Where have all the leaders gone?

By John Vanderspank
Lanark County crop farmer

I’m fed up with farm leadership. Or the absence of it.

You don’t have to be the sharpest knife in the drawer to figure out that the Ontario Federation of Agriculture has lost its way and the new Memorandum of Understanding is more proof of the pudding. The MOU, which slipped through the annual convention last year, basically orders the counties to clam up and speak the party line. In most cases, the county groups are like lambs to slaughter and they’ll do whatever they’re told. But Lanark and Prescott-Russell haven’t signed the MOU and shouldn’t. The MOU is the makings of a top-down organization but it should be the other way around. The OFA was and is supposed to be bottom-up. They tell us it is to make us more like the UPA in Quebec, which is great, but I can’t see our leadership standing up like Laurent Pellerin of Quebec’s lobby group. When Pellerin says, "let’s go on strike, they go on strike."

We need fresh ideas from the grassroots, not head office putting the thumb on us all the time. Farmers who have to eat all of this awful legislation coming at us should lead the way and the OFA should serve our needs. But that doesn’t happen, even though we’re paying them.

For instance, the OFA said prime agricultural land shouldn’t be used for solar farms. But that’s what is going to happen east of Ottawa, near St. Eugene. The OFA is not backing those farmers fighting the solar proposal. They’re using excuses like this is a municipal issue and we can’t get involved. They’re starting to sound like bureaucrats. They use the ‘can’t’ word, left, right and centre. Every second word out of OFA now is ‘can’t’ when it comes to actually helping someone.

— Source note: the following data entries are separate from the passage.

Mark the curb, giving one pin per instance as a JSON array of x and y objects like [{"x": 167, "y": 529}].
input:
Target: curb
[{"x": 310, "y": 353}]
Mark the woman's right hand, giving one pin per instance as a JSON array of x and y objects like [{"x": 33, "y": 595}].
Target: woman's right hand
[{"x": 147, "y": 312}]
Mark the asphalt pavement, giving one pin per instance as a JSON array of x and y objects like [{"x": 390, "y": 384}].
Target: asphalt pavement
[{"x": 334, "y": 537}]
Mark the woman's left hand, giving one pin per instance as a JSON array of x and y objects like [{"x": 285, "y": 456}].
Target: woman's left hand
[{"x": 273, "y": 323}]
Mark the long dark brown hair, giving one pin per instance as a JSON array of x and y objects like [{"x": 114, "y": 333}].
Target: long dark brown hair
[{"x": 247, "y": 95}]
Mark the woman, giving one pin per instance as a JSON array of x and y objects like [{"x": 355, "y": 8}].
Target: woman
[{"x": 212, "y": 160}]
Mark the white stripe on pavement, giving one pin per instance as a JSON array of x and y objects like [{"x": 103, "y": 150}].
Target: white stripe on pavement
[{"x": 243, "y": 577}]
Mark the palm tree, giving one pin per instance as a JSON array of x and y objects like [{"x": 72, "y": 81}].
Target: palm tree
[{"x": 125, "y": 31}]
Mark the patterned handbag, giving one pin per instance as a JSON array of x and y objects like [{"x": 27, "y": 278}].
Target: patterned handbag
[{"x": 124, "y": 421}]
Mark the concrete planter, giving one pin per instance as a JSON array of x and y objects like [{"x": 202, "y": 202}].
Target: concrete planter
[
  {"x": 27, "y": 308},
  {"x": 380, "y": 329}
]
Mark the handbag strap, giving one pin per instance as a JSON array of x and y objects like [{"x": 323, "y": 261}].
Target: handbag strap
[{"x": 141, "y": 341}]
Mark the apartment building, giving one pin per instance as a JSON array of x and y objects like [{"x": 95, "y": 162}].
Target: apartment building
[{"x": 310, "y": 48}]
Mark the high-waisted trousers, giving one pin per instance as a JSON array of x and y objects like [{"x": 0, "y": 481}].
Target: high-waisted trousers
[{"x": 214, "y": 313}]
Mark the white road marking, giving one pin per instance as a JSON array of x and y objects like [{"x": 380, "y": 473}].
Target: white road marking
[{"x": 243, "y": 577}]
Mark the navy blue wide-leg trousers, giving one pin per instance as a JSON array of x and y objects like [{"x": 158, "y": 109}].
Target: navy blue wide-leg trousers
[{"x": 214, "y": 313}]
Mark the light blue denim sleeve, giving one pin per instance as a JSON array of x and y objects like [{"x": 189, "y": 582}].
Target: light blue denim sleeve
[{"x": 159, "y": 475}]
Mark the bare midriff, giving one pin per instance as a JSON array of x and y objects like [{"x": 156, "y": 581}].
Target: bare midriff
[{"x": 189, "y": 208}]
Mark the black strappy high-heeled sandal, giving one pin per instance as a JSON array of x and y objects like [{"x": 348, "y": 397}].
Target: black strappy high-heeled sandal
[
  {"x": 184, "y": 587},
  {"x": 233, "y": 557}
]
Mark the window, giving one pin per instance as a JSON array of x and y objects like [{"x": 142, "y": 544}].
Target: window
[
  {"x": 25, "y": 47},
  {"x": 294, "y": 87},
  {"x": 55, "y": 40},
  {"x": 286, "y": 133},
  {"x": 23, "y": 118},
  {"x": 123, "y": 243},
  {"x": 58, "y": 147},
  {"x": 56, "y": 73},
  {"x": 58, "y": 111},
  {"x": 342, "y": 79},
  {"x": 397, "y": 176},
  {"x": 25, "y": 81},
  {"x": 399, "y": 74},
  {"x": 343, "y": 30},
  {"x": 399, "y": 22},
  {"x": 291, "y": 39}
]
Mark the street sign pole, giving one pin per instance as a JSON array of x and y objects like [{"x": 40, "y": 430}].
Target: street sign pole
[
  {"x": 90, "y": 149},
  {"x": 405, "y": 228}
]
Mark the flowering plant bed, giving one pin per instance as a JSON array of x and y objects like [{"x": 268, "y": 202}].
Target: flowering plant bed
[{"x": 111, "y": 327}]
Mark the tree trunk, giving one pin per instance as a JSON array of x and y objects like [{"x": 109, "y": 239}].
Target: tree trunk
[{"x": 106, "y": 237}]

The toughest stand the OFA takes today is writing a letter. Look at the provincial cosmetic pesticide ban. What did the OFA do? They wrote a so-called tough-worded letter. And when it is ignored what will the OFA do? Nothing. And that’s the problem. Governments have to realize there is a downside to not paying attention to farmers. We’ve got the population on our side. We can demonstrate. We can close highways. We can close down food terminals. And we’ve done that. But it was a grassroots movement of farmers that did that, not the OFA. I was waiting five or six years to get the OFA to deal with the Ministry of Natural Resources on getting hunting tags to go after nuisance deer eating my crops. The OFA would still be working on it if a group of grassroots farmers hadn’t stepped in. On two separate days we barricaded the doors to the Kemptville office of the Ministry of Natural Resources and we held two well-publicized "illegal" Father’s Day hunting parties on my farm. Mind you, it was stressful when the MNR came after me in a helicopter and a swat team with dogs and hauled me in to court. But now, I get hunting tags whenever I want them. The MNR is only too happy to give them to me. We got hunting tags for all farmers. I didn’t just do it for me.

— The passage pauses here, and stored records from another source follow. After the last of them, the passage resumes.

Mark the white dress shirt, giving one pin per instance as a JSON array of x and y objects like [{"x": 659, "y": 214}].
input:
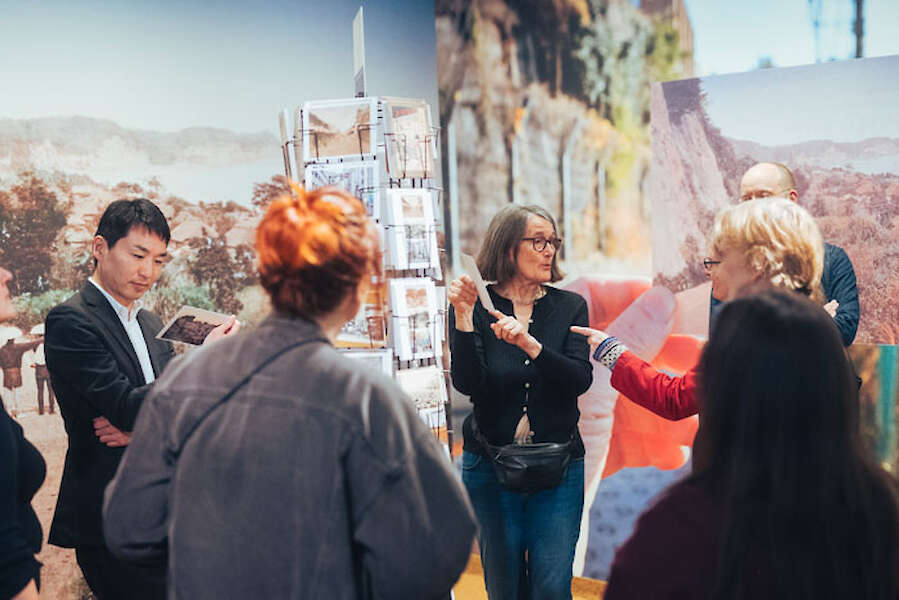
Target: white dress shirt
[{"x": 132, "y": 328}]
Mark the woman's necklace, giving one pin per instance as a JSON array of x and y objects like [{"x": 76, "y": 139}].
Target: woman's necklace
[{"x": 541, "y": 292}]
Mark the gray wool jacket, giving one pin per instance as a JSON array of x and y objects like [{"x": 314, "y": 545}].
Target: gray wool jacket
[{"x": 315, "y": 479}]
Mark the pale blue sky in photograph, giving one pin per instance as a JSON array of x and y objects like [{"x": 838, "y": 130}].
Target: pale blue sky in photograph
[
  {"x": 845, "y": 101},
  {"x": 731, "y": 36},
  {"x": 167, "y": 65}
]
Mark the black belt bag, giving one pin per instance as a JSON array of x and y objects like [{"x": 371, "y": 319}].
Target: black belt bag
[{"x": 527, "y": 467}]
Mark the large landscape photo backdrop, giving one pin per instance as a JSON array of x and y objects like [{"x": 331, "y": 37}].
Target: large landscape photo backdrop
[{"x": 177, "y": 103}]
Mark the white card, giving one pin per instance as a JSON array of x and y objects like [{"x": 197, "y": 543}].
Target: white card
[{"x": 471, "y": 269}]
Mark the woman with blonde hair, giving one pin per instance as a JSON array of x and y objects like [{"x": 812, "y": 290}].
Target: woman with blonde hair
[
  {"x": 789, "y": 504},
  {"x": 771, "y": 241}
]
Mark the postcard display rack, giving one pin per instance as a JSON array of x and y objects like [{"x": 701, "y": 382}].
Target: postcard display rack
[{"x": 383, "y": 151}]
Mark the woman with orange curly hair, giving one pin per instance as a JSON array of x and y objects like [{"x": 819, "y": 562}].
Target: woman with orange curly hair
[{"x": 270, "y": 466}]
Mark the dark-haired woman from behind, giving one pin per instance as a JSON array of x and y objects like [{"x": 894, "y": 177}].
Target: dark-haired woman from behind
[{"x": 788, "y": 504}]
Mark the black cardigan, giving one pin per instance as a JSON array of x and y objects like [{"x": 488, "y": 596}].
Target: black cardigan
[{"x": 500, "y": 378}]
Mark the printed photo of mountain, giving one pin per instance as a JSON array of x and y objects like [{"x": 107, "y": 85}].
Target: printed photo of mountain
[
  {"x": 342, "y": 128},
  {"x": 833, "y": 125}
]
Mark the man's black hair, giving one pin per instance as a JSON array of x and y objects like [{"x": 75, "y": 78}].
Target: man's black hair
[{"x": 120, "y": 216}]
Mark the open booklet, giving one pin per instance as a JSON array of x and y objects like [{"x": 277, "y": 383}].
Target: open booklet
[{"x": 191, "y": 325}]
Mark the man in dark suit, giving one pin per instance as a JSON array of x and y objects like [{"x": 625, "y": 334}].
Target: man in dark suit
[{"x": 103, "y": 356}]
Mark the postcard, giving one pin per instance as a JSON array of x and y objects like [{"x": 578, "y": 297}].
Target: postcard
[
  {"x": 412, "y": 229},
  {"x": 360, "y": 178},
  {"x": 426, "y": 386},
  {"x": 470, "y": 267},
  {"x": 379, "y": 360},
  {"x": 335, "y": 129},
  {"x": 416, "y": 321},
  {"x": 191, "y": 325},
  {"x": 410, "y": 141},
  {"x": 368, "y": 329}
]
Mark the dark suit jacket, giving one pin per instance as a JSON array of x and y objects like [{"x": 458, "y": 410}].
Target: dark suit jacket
[{"x": 94, "y": 371}]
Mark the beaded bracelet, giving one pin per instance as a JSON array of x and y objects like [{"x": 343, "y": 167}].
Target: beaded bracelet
[{"x": 608, "y": 352}]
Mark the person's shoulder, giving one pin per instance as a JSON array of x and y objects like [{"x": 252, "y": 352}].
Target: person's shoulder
[
  {"x": 681, "y": 509},
  {"x": 151, "y": 317},
  {"x": 834, "y": 252}
]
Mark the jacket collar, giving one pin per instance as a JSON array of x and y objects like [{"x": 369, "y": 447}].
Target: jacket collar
[{"x": 109, "y": 319}]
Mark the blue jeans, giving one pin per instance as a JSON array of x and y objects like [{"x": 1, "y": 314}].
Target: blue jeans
[{"x": 527, "y": 540}]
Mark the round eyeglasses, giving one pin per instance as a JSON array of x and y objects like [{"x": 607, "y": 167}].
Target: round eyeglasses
[
  {"x": 708, "y": 262},
  {"x": 539, "y": 243}
]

When teachers want more money, they go on strike and they get what they want. Farm leaders have to be willing to do what it takes to get the job done. Former OFA president, Geri Kamenz, was willing to work with grassroots farmers. He wasn’t afraid to use us as a hammer. But for the most part, farm leadership is like a big, bulky ship, slow to change direction. Meantime, agriculture’s problem will only get worse because the farming community is getting smaller, farms are getting bigger and farmers are getting busier.

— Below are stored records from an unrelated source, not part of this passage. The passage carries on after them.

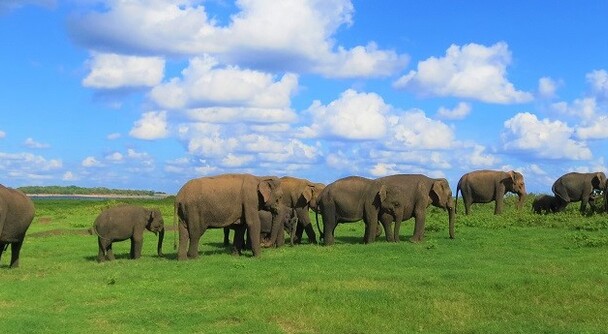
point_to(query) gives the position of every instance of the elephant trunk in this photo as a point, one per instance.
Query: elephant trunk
(161, 236)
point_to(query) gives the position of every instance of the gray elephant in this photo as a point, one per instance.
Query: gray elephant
(124, 222)
(574, 187)
(16, 215)
(484, 186)
(221, 201)
(545, 204)
(355, 198)
(285, 216)
(420, 192)
(301, 195)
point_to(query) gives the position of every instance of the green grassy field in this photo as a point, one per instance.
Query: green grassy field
(514, 273)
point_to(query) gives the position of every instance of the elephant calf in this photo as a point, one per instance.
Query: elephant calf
(127, 222)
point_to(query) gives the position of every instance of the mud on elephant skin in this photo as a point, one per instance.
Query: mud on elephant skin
(420, 192)
(484, 186)
(16, 215)
(355, 198)
(124, 222)
(575, 187)
(223, 200)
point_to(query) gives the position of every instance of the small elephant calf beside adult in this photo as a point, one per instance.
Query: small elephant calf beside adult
(124, 222)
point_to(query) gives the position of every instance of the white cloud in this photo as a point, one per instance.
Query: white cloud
(90, 162)
(114, 136)
(205, 83)
(413, 130)
(472, 71)
(152, 125)
(596, 129)
(111, 71)
(461, 111)
(288, 35)
(31, 143)
(543, 138)
(547, 87)
(353, 116)
(598, 80)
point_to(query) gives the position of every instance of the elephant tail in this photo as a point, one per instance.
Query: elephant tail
(321, 235)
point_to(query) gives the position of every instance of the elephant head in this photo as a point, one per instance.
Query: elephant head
(441, 196)
(156, 225)
(515, 183)
(270, 192)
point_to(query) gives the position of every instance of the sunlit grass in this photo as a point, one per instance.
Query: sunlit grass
(517, 272)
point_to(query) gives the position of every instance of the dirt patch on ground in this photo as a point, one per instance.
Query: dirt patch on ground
(59, 231)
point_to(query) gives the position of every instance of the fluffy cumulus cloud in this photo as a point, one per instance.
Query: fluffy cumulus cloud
(152, 125)
(414, 130)
(286, 35)
(112, 71)
(353, 116)
(471, 71)
(461, 111)
(543, 138)
(598, 80)
(205, 83)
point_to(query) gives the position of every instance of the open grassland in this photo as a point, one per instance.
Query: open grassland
(517, 272)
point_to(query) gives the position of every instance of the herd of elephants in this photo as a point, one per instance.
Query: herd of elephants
(268, 206)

Leadership is lacking with the commodity boards too. I’m on the wheat board. So, when I want to fix a problem we go in to this in-camera meeting to discuss it and I find out they don’t want to fix the problem. They want to fix the person. Prior to the last federal election, some of us wanted to demonstrate to get the federal government to support the Risk Management Program. But the Grain and Oilseeds Safety net committee asked us to stand down because they were paying a lot of money to the Daisy Group, a lobby outfit run by hard core Liberal Warren Kinsella. So far, the Daisies got us nothing, which is understandable. Who in their right mind hires a Liberal strategist to lobby a Conservative government? Now the Daisies tell us if farmers don’t do their job lobbying nothing will happen.

To be fair, the commodity boards do excellent crop research and market development and deserve credit for it. But when it comes to politics, wrong-headed lobby groups and timid letter writers don’t cut it. The short-term answer is that any farmer willing to stick his neck out, can get a lot more done working without the boards and lobby groups. I can get a lot more done talking to the politicians directly and talking to a small group of grassroots farmers willing to make a lot of noise. If we need to, we’ll call around and get the tractors back on the road. The politicians know we can do it, although I have to admit I’m sick of rallying and it’s expensive.

In the long-term, it will take the blood of visionaries, new and true leaders, willing to sacrifice those invites to posh political wine and cheese galas and perhaps, sacrifice their reputations in some circles, to go the distance. That spirit of sacrifice is sorrowfully lacking in agriculture today. But sacrifice is true service and that’s what’s needed when you need to git ‘r done.